僕はそれ以上の追及は止めて、次の話題に変える潤くんの話しを聞いていた。
* * * * * *
さっきは風間が変なこと言うから驚いた。
僕と櫻井先輩は、そんなんじゃないし。
先輩の言うイリスがなんなのかだって知らないし。
いや、暗号のことも寝言のことも誰にも言ってない。
だから風間があんなこと言うのはただの噂からの憶測だもんね?
意識しなくていいんだよ…
手洗い場で手を水に濡らし、その手で頬をペシペシと叩いた。
すると後ろから声をかけられた。
「あ、松本くん!」
「えっと、隣のクラスの… 」
「生田だよ。以後お見知りおき願います!」
「うん。
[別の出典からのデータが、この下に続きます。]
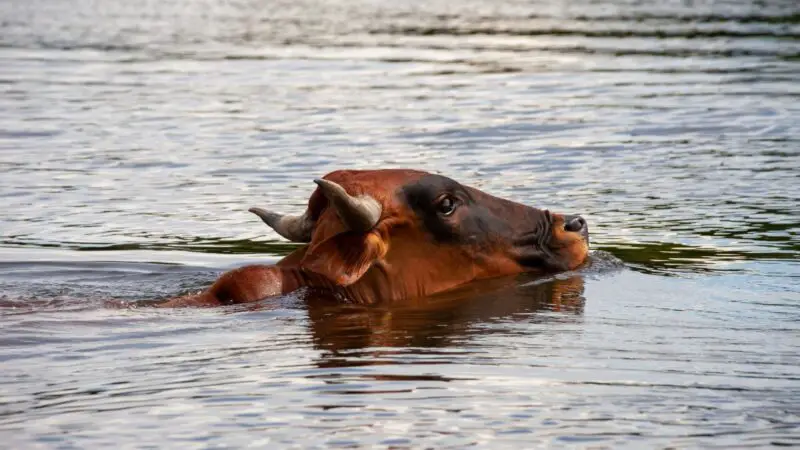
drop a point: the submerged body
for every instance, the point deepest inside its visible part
(385, 235)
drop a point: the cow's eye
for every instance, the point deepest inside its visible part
(446, 205)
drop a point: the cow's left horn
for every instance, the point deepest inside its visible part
(358, 213)
(294, 228)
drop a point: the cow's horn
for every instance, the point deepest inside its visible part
(359, 214)
(294, 228)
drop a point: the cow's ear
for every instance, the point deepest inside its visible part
(345, 257)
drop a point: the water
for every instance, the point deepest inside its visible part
(134, 136)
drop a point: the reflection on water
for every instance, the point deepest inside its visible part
(441, 321)
(134, 136)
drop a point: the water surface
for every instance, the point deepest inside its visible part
(134, 136)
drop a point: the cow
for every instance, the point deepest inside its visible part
(385, 235)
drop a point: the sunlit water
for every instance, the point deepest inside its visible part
(134, 135)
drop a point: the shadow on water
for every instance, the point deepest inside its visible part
(442, 320)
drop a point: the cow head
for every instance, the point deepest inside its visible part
(404, 233)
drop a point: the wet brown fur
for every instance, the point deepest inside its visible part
(395, 260)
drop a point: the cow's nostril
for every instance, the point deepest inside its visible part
(574, 223)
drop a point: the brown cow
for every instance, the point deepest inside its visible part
(385, 235)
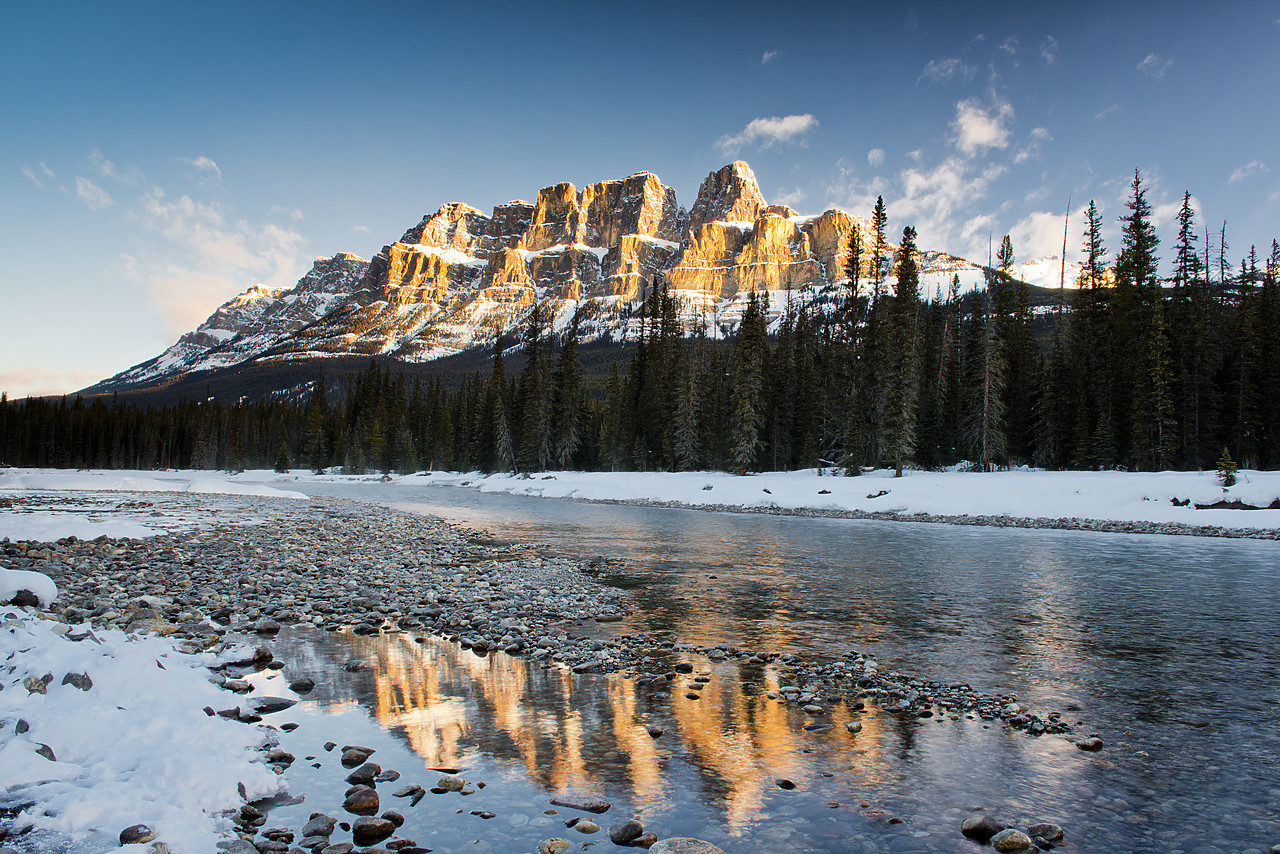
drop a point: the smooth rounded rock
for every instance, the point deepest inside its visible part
(684, 845)
(137, 834)
(1011, 840)
(981, 829)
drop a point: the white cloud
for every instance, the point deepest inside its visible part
(31, 380)
(764, 133)
(200, 256)
(1032, 150)
(92, 195)
(206, 173)
(1249, 169)
(1048, 50)
(1041, 233)
(789, 197)
(944, 71)
(978, 127)
(1155, 65)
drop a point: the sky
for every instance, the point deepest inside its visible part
(156, 159)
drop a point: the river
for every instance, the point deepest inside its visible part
(1162, 645)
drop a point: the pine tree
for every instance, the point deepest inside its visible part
(748, 389)
(903, 384)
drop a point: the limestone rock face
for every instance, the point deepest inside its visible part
(730, 195)
(460, 275)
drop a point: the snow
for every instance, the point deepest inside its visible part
(1106, 496)
(135, 748)
(124, 480)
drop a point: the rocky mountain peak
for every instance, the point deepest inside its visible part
(727, 195)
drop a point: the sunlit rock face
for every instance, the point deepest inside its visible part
(460, 277)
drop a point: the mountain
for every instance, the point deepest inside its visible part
(460, 277)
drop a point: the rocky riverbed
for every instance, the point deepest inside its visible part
(236, 569)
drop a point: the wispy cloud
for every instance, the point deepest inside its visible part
(766, 133)
(1155, 65)
(205, 172)
(979, 127)
(1032, 150)
(92, 195)
(1048, 50)
(30, 380)
(1247, 170)
(944, 71)
(199, 256)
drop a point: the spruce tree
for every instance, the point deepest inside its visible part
(748, 389)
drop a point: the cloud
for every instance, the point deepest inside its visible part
(197, 256)
(1040, 234)
(1155, 65)
(1252, 168)
(944, 71)
(764, 133)
(30, 380)
(978, 127)
(206, 172)
(92, 195)
(1032, 150)
(1048, 50)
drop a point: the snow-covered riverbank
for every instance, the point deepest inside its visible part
(1166, 497)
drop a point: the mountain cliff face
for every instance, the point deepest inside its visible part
(460, 275)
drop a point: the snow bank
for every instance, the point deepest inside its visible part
(135, 747)
(46, 526)
(193, 482)
(1109, 496)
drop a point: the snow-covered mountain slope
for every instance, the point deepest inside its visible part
(461, 277)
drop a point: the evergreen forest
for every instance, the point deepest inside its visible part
(1128, 370)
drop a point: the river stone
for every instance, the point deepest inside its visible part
(352, 757)
(137, 834)
(1011, 840)
(451, 782)
(365, 773)
(319, 825)
(585, 804)
(1046, 831)
(684, 845)
(362, 802)
(981, 829)
(626, 832)
(365, 831)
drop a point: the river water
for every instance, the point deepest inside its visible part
(1162, 645)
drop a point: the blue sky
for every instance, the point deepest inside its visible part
(156, 159)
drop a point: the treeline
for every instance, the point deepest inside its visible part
(1128, 370)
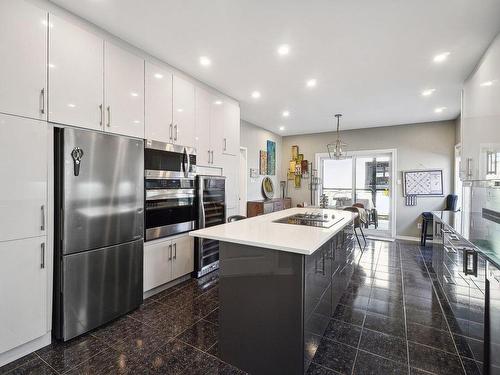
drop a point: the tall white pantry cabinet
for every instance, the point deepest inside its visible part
(56, 70)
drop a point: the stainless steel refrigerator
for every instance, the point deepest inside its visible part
(99, 221)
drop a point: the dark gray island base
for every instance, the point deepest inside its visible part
(275, 305)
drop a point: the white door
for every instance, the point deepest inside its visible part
(231, 128)
(124, 92)
(158, 103)
(183, 112)
(202, 138)
(230, 170)
(183, 256)
(23, 291)
(23, 62)
(76, 67)
(23, 166)
(157, 264)
(217, 126)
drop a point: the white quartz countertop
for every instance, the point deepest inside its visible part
(261, 231)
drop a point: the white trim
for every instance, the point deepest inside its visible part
(25, 349)
(394, 162)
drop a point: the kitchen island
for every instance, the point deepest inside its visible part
(280, 281)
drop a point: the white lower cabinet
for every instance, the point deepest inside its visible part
(23, 291)
(167, 259)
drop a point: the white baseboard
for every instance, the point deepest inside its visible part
(25, 349)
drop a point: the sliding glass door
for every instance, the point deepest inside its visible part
(364, 178)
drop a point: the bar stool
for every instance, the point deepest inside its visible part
(426, 220)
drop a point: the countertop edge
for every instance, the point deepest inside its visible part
(295, 250)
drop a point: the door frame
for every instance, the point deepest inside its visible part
(243, 182)
(394, 177)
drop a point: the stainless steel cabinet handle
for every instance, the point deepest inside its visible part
(42, 226)
(109, 115)
(469, 167)
(42, 253)
(102, 114)
(42, 101)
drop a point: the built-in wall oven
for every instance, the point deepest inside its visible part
(211, 211)
(170, 189)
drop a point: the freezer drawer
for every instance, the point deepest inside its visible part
(100, 285)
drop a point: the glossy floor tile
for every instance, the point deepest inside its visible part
(391, 319)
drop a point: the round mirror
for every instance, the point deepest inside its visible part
(267, 188)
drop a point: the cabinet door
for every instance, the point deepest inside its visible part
(202, 133)
(23, 166)
(158, 104)
(231, 171)
(75, 75)
(480, 118)
(231, 129)
(124, 92)
(183, 112)
(157, 264)
(23, 66)
(183, 258)
(23, 291)
(217, 124)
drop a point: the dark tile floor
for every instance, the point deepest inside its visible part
(390, 321)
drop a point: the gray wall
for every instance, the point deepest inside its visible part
(419, 146)
(255, 139)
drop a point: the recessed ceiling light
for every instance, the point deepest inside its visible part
(205, 61)
(428, 92)
(284, 49)
(311, 82)
(441, 57)
(256, 94)
(487, 83)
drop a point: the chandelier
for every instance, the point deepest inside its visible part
(336, 150)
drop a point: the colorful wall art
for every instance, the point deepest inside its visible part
(263, 162)
(271, 158)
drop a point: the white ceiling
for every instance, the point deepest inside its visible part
(371, 58)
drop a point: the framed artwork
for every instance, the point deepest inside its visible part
(271, 158)
(263, 162)
(297, 181)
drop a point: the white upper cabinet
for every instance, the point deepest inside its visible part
(183, 112)
(158, 103)
(232, 129)
(23, 288)
(481, 118)
(23, 62)
(23, 164)
(124, 92)
(203, 133)
(75, 75)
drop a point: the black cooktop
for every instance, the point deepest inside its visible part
(311, 219)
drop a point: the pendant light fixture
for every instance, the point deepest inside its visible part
(336, 150)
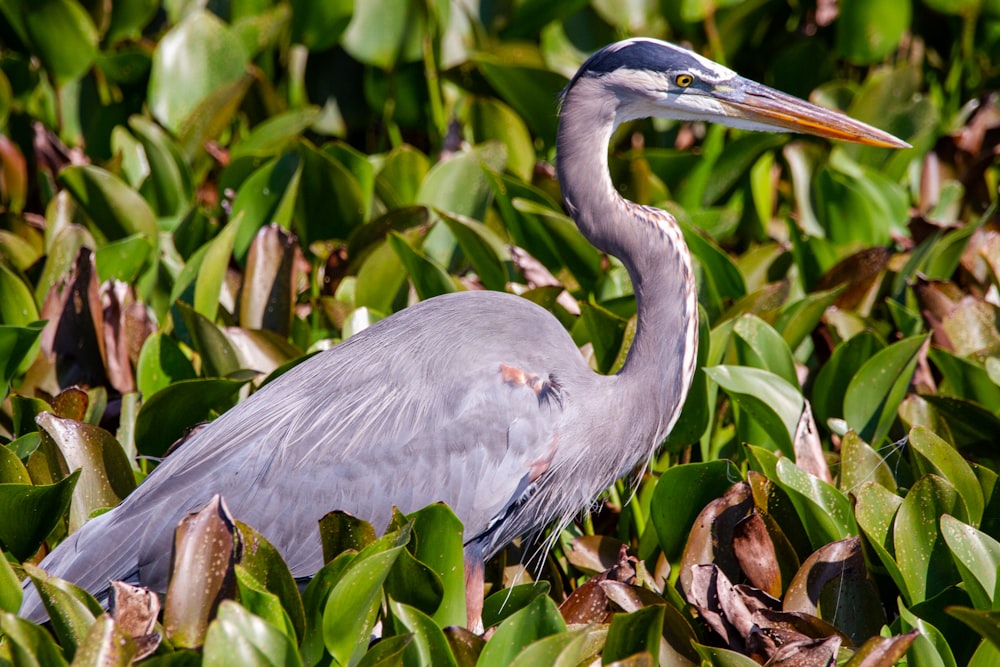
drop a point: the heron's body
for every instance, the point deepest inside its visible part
(477, 399)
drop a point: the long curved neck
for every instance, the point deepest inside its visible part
(660, 363)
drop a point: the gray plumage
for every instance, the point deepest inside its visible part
(477, 399)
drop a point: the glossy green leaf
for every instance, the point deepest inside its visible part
(166, 415)
(212, 273)
(161, 363)
(825, 511)
(935, 456)
(528, 89)
(268, 569)
(835, 376)
(482, 247)
(429, 278)
(539, 619)
(501, 605)
(429, 646)
(351, 607)
(267, 196)
(63, 35)
(238, 637)
(986, 623)
(876, 390)
(116, 210)
(921, 552)
(197, 56)
(123, 259)
(977, 557)
(681, 493)
(634, 633)
(106, 475)
(45, 504)
(758, 345)
(439, 545)
(30, 645)
(929, 647)
(218, 354)
(768, 399)
(18, 306)
(869, 30)
(169, 187)
(71, 610)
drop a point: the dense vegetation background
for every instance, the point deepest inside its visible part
(195, 194)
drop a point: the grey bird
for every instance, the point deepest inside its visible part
(478, 399)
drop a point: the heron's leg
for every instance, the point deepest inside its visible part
(474, 587)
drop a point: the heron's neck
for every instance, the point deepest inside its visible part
(660, 363)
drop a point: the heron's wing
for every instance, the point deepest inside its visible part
(430, 406)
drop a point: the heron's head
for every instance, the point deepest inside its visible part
(648, 77)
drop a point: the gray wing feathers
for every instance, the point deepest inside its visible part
(411, 412)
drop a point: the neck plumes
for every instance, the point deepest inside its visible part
(660, 363)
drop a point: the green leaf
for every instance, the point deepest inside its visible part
(935, 456)
(977, 557)
(539, 619)
(123, 259)
(772, 402)
(482, 247)
(71, 609)
(681, 493)
(429, 646)
(29, 644)
(161, 363)
(166, 415)
(212, 273)
(986, 623)
(835, 376)
(868, 30)
(63, 37)
(267, 196)
(106, 476)
(758, 345)
(921, 552)
(237, 637)
(351, 608)
(268, 569)
(116, 210)
(429, 278)
(634, 633)
(438, 536)
(825, 511)
(18, 347)
(196, 57)
(503, 604)
(529, 89)
(45, 504)
(17, 308)
(877, 389)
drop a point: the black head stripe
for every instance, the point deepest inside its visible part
(639, 55)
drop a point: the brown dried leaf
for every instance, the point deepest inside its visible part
(833, 584)
(807, 653)
(754, 551)
(711, 537)
(594, 553)
(202, 569)
(808, 450)
(72, 338)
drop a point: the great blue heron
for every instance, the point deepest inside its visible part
(478, 399)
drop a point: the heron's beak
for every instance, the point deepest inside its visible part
(760, 105)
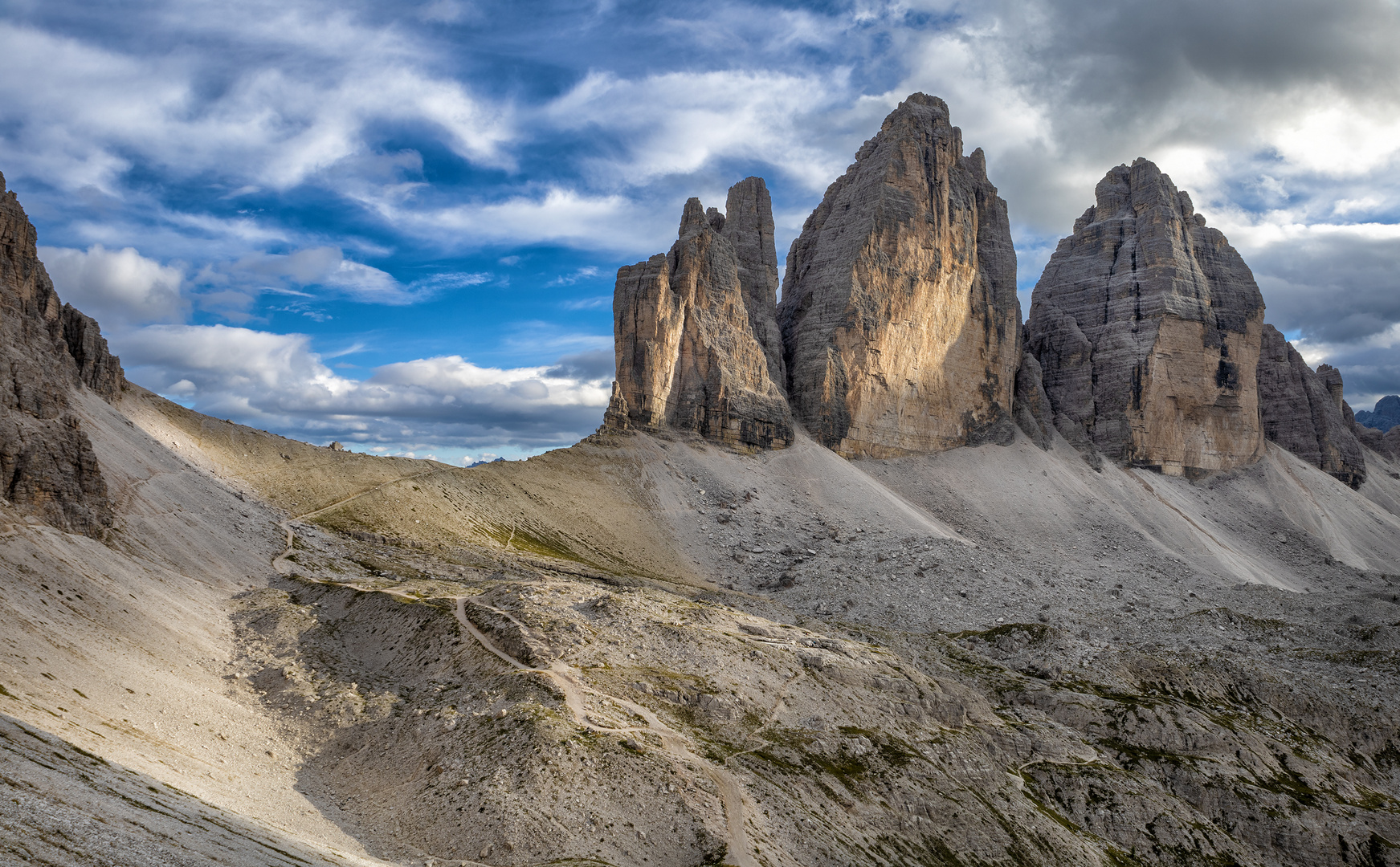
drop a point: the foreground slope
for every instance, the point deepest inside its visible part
(778, 659)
生田くん」
「ね、松本くん演劇部に入らない?」
「えっ?演劇部?」
「そう!今度さ、朗読劇やるんだけどさ、キャストが足りないんだ。是非!どう?」
「いや…僕は… 」
「松本くんはさ、声もいいし、イメージピッタリなのよ。今回だけでもいいんだ。助けると思って。ね?」
「ん… でもいきなり言われても… 」
「ギリシャ神話のね、セレーネの話しなんだよ」
「セレーネ?」
「そう。月の女神のセレーネ。今回、部長渾身の台本が書き上ってさ!だけど肝心のセレーネ役がいないんだよね」
「はあ…。て、僕がセレーネ?」
「もう、ピッタリ!うん!」
「いやいやいや…。生田くんがやったら?」
「俺はセレーネの恋人の、エンデミオンっていう羊飼いやるの。だから、お願い!」
「うーん… 女神とか… 無理だよ。こんな男の声でさ、裏声とかでやるわけ?」
「いや!違うよ!男女を超越した感情表現でもって、物語を成立させるんだ!楽しいよ!」
「そう…。でもどっちかっていうと、演出とか照明とか裏方の方が興味あるから、そっち手伝おうか?そしたら手の空いた人がセレーネやれば… 」
「ダメだよ!他のやつなんてまかり成らんよ。女神だよ?見目麗しくないとさ、やっぱり見た目の先入観ってあるしさ」
「でもさっき、超越した感情表現って…。説得力のある演技なら… 」
「ああ、もう!松本くん、君は表舞台の人なんだよ。やらなきゃ!」
「はぁ… 」
「俺は諦めないからね。今度台本持ってくるから。うんと言うまで俺の話しを聞いてもらうからね!」
「えぇ~~?」
生田くんはにかっと憎めない笑顔で僕の肩を叩いた。
「まあまあ。同じイリス仲間ってことでさ、これからも仲良くしてよ」
「えっ?イリス…?」
「うん。松本くん、自分がみんなにイリスって呼ばれてるの知ってるでしょ?」
「え、まあ裏でそう呼ぶ人もいるみたいだけど… 」
「俺さ、中等部の時、学園祭でイリスの役をやってさ、一瞬イリスって呼ばれてた時あったんだよね」
「へえ… そうなんだ… 」
「まあ、本家の裏窓に関わる松本イリスに比べたら格がぜんぜん足りないけど!はははっ」
「はは… 」
生田くんは、台本読んでねと言って去って行った。
イリス…
そっか。
僕の他にもいるんだ。
なんだ……
※ 生田くん、同じ学年。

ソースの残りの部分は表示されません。